Abstract

Abstract INTRODUCTION Dendritic cell (DC) vaccines have shown marginal success in treating glioblastoma (GBM), with inefficient vaccine migration a major limitation. Prior evidence from our clinical trials demonstrated that tetanus diphtheria (Td) preconditioning produced greater DC migration to vaccine draining lymph nodes (VDLNs) and long-term survival. Greater DC numbers reaching VDLNs was also associated with long-term survival. We found from preclinical studies and our patients that increased DC migration was dependent upon the chemokine (C-C motif) ligand 3 (CCL3). METHODS The effect of systemic CCL3 treatment on DC vaccine migration (n=5), antigen-specific T cell responses (n=5) and efficacy against orthotopic GL261-OVA and SMA560 tumors (n=10) was studied in C57Bl/6 and VMdK mice. DCs were electroporated with OVA-mRNA or pulsed with ODC1 neoantigen peptide.
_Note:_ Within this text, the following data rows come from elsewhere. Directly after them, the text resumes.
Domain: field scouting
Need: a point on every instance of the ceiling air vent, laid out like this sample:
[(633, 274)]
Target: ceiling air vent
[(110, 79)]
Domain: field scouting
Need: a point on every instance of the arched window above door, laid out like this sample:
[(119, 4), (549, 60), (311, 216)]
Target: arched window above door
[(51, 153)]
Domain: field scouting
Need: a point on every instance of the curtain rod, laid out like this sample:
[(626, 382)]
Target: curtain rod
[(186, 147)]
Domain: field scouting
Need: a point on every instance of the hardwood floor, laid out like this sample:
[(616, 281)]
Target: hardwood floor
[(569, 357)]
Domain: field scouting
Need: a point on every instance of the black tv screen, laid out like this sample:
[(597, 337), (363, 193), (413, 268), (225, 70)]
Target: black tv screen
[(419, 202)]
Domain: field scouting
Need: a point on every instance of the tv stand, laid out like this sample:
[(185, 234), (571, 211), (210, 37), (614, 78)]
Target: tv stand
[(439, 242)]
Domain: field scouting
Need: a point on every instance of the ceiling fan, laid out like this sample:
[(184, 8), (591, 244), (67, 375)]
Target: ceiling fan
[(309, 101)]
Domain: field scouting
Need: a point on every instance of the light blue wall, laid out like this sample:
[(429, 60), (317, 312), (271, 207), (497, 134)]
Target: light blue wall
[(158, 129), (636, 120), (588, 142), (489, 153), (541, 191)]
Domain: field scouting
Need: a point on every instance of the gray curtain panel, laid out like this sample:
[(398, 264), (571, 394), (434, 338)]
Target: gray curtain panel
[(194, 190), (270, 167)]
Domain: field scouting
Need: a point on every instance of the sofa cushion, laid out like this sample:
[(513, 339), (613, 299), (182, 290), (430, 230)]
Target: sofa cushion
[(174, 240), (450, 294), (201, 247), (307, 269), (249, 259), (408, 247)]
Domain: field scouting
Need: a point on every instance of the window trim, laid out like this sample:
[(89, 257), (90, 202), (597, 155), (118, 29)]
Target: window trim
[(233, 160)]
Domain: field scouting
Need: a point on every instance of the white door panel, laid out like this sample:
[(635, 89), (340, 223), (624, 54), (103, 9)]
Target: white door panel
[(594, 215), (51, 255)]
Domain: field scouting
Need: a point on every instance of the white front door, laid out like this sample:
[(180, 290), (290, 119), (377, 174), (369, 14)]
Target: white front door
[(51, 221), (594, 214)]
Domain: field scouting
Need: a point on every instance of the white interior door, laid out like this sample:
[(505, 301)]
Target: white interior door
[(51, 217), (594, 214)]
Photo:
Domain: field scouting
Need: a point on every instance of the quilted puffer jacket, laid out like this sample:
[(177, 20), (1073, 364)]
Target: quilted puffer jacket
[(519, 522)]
Median overall survival (mOS) was measure in days (d) post-intracranial implantation. RESULTS Intravenous CCL3 at the time of intradermal DC vaccination resulted in a dose-dependent increase in migration to VDLN (10ug p=0.036, 20ug p< 0.0001, 50ug p< 0.0001). Mean migration levels following CCL3 treatment were similar to Td-preconditioning (p=0.52) but showed significantly less variability between mice. Combined CCL3 and DC vaccination generated more tumor antigen-specific CD8+IFNγ+ T cells 7 days compared to DC vaccine alone (p=0.0045). CCL3+OVA-DC treatment resulted in significantly greater survival compared to OVA-DC alone (mOS 37 vs 19.5 d; p=0.0174) in established GL261-OVA. CCL3 treatment increased survival in mice with established SMA560 tumors treated with neoantigen ODC1 peptide-pulsed DCs (Tumor alone mOS: 21d, DCvac: 25d, CCL3+DCvac: 48d, p=0.002). CONCLUSIONS These data combined with previous success of our DC vaccine clinical trials reflect the potency of CCL3 to enhance DC vaccine-specific migration, immune responses and survival. CCL3 is a novel and safe adjuvant to overcome prior limitations in DC vaccine therapy and may be translatable to increase heterogeneous tumor antigen presentation following vaccine-targeted tumor killing.